In the rubricator there is a “all” peak. Also there are keywords found in the text. The goal of this stage is to find a path from each found keyword for the vertex “everything”.
For the keyword "sand", the path to the root of the rubricator will look like this:



Similarly, the paths to the top are constructed for all the words found at the previous step.



As a result of this construction for each keyword is the path to the top.

Subject definition


Let us now consider how the rubric was automatically determined by the example of the article: “ How to lay paving slabs? ". A person, even without reading the article, can assume that we will talk about possible ways of laying tiles and related materials and technologies.
Let's check how the automatic rubric definition for this article will work.
We begin, traditionally, with the keywords found in the article and having a mapping in the rubricator.



In the figure, the mark “heading” means that this element of the rubricator is not a sheet. This allows you to "combine" the name of the rubric and the keyword describing it.

The most popular word in the article “ How to lay paving slabs?” Is “paving slabs”, which was to be expected.

Below is the part of the rubricator that was involved in the example:



For example, it is shown that the key word “gravel” is assigned to two headings, and the key word “paving slabs” is only to one. Also, the headings, whose names are not found in the text, are highlighted by the light background. (Remember that a keyword and heading may have the same name. Details in previous articles.)

Now let's look at the rubrics to which the article was assigned:



The first rubric to which this article belongs is the “Paving materials” rubric.

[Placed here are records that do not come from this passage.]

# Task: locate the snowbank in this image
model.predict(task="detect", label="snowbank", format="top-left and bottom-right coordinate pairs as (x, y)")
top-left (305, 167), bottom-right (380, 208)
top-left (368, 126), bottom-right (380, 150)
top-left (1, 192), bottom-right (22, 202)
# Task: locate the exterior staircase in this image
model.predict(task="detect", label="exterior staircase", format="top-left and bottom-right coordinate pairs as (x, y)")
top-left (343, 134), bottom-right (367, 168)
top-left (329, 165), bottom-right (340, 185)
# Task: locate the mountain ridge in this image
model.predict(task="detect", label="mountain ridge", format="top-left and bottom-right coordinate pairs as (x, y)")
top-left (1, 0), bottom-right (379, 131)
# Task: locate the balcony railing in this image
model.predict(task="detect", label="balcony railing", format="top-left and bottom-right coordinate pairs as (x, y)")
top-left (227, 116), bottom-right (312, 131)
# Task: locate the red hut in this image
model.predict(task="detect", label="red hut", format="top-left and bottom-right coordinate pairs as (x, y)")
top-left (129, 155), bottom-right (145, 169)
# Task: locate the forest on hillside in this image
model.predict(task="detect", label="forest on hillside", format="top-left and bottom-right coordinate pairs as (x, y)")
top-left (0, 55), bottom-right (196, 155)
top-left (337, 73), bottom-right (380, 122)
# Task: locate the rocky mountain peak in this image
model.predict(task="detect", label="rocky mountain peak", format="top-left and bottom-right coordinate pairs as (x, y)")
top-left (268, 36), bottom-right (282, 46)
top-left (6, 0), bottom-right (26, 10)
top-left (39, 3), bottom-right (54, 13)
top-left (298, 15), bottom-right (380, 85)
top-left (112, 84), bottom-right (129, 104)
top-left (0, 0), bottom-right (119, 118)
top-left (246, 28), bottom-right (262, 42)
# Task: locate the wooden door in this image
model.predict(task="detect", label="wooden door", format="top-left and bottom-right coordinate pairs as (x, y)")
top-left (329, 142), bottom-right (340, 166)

In the figure, the highlighted line is a rubric with totals and below is a label with data for each word.



The final grade for this category is 7. This is the highest grade. From this rubric in the text 2 words met, 7 times at a total distance of 2. I recall that the distance between two vertices of the graph is the number of edges in the shortest path.



Namely, the text met the words "gravel" - once. And the key word "paving slabs" 6 times. Both of these words are affiliated with the paving materials category.

Total: (Gravel 1 word) + (Paving slabs 6 words) + 2 words met - (1 (Distance from the word Gravel to "Materials for paving") +
1 (Distance from the word Paving slabs to "Materials for paving"))

For the sake of completeness, I will give a diagram of the information in the remaining headings:







It is interesting to note the fact that “on the way” to the section “Construction materials” there were two rubrics: “bulk materials” and “bulk and binding materials”. One of them fell into the final definition, and the other did not.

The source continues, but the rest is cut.